Question

At $27^\circ C$, a $1.2\% $ solution ($wt/vol.$) of glucose is isotonic with $4.0 g/L$ of solution of solute $X$. Find the molar mass of $X$, if the molar mass of glucose is $180$. ($R = 0.082 Latm/molK,$ Molar mass of glucose $ = 180 g/mol$).

Answer 1

Hint: Two solutions are said to be isotonic solutions if these solutions have same osmotic pressure across a semipermeable membrane or when two solutions have same concentration of solutes across a semipermeable membrane.
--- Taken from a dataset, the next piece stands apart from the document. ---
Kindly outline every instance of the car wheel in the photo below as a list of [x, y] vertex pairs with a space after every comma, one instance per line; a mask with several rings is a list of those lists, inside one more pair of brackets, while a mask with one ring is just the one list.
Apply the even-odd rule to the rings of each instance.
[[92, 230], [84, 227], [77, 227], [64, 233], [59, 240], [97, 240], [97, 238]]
Complete step by step answer:
As we know that the isotonic solutions are those solutions which have the same osmotic pressure across a semipermeable membrane. The osmotic pressure is defined as the minimum pressure that is required to be applied to a solution to prevent the flow of its pure solvent across a semipermeable membrane. Semipermeable membrane only allows solvent molecules to pass through it. The osmotic pressure is represented as ($\pi $). The formula of osmotic pressure can be:
$\pi = iCRT = \dfrac{{inRT}}{V} = \dfrac{{imRT}}{{MV}}$ $ - (1)$
Where, $\pi = $ osmotic pressure
$i = $ van’t Hoff factor
$C = $ molar concentration of solute in a solution. It is given as:
 ($C = \dfrac{{{\text{no}}{\text{. of moles of solute}}}}{{{\text{Volume of solution}}}} = \dfrac{n}{V}$ and also, number of moles is $n = \dfrac{m}{M} = \dfrac{{{\text{given mass}}}}{{{\text{molecular mass}}}}$)
$R = $ Gas constant
$T = $ Temperature.
As given in question that glucose and $X$ solution are isotonic so they will have same osmotic pressure that is
${\pi _{glucose}} = {\pi _X}$
Now for glucose, the van’t Hoff factor($i$) is one. This is because the Van’t Hoff factor is the ratio of dissociated molecules to the associated molecules but glucose is a non electrolyte and it does not dissociate.
Glucose has $1.2\% $ solution ($wt/vol.$) which means $1.2g$of glucose is in $100L$. Therefore, it will have mass of $0.012g$ in $1L$ of solution. Temperature in kelvin will be $27 + 273 = 300K$.
Now, from equation $ - (1)$
$
  {\pi _{glucose}} = \dfrac{{imRT}}{{MV}} \\
   = \dfrac{{1 \times 0.012 \times 0.082 \times 300}}{{180 \times 1}} \\
   = 0.00164atm \\
 $
For solution $X$, we have $4g$ of mass dissolved in $1L$ of volume and temperature is same as $300K$.
Now,
$
  {\pi _X} = \dfrac{{imRT}}{{MV}} \\
   = \dfrac{{1 \times 4 \times 0.082 \times 300}}{{M \times 1}} \\
   = \dfrac{{98.4}}{M} \\
 $
As we know that,
${\pi _{glucose}} = {\pi _X}$
Therefore, $
  0.00164 = \dfrac{{98.4}}{M} \\
  M = \dfrac{{98.4}}{{0.00164}} \\
  M = 60000g \\
 $

Hence, the required molar mass of $X$ is $60000g$.

Note: Remember that a semipermeable membrane is a type of membrane which allows only certain types of molecules to pass through it or in general it allows only the passage of solvent molecules but it does not allow solute molecules to pass through it.